Determines whether messages that are rejected because the listener threw an exception should be requeued or not. Default 'true'.

recoveryInterval
(recovery-interval)

Determines the time in milliseconds between attempts to start a consumer if it fails to start for non-fatal reasons. Default '5000'.

exclusive
(exclusive)

Determines whether the single consumer in this container has exclusive access to the queue(s). The concurrency of the container must be 1 when this is true. If another consumer has exclusive access, the container will attempt to recover the consumer, according to the recovery-interval. When using the namespace, this attribute appears on the <rabbit:listener/> element along with the queue names. Default 'false'.

rabbitAdmin
(admin)

When a listener container listens to at least one auto-delete queue and it is found to be missing during startup, the container uses a RabbitAdmin to declare the queue and any related bindings and exchanges. If such elements are configured to use conditional declaration (see Section 3.8.1, “Conditional Declaration”), the container must use the admin that was configured to declare those elements. Specify that admin here; only required when using auto-delete queues with conditional declaration. If you do not wish the auto-delete queue(s) to be declared until the container is started, set auto-startup to false on the admin. Defaults to a RabbitAdmin that will declare all non-conditional elements.

missingQueuesFatal
(missing-queues-fatal)

Starting with version 1.3.5, SimpleMessageListenerContainer has this new property.

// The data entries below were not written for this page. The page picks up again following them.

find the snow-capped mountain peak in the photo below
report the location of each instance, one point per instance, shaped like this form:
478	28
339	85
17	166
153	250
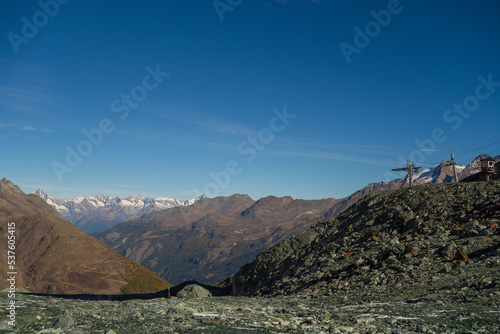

When set to true (default), if none of the configured queues are available on the broker, it is considered fatal. This causes the application context to fail to initialize during startup; also, when the queues are deleted while the container is running, the consumers make 3 attempts to connect to the queues (at 5 second intervals) and stop the container if these attempts fail.

This was not configurable in previous versions.

When set to false, after making the 3 attempts, the container will go into recovery mode, as with other problems, such as the broker being down. The container will attempt to recover according to the recoveryInterval property. During each recovery attempt, each consumer will again try 3 times to passively declare the queues at 5 second intervals. This process will continue indefinitely.

You can also use a properties bean to set the property globally for all containers, as follows:

<util:properties id="spring.amqp.global.properties">
    <prop key="smlc.missing.queues.fatal">false</prop>
</util:properties>

This global property will not be applied to any containers that have an explicit missingQueuesFatal property set.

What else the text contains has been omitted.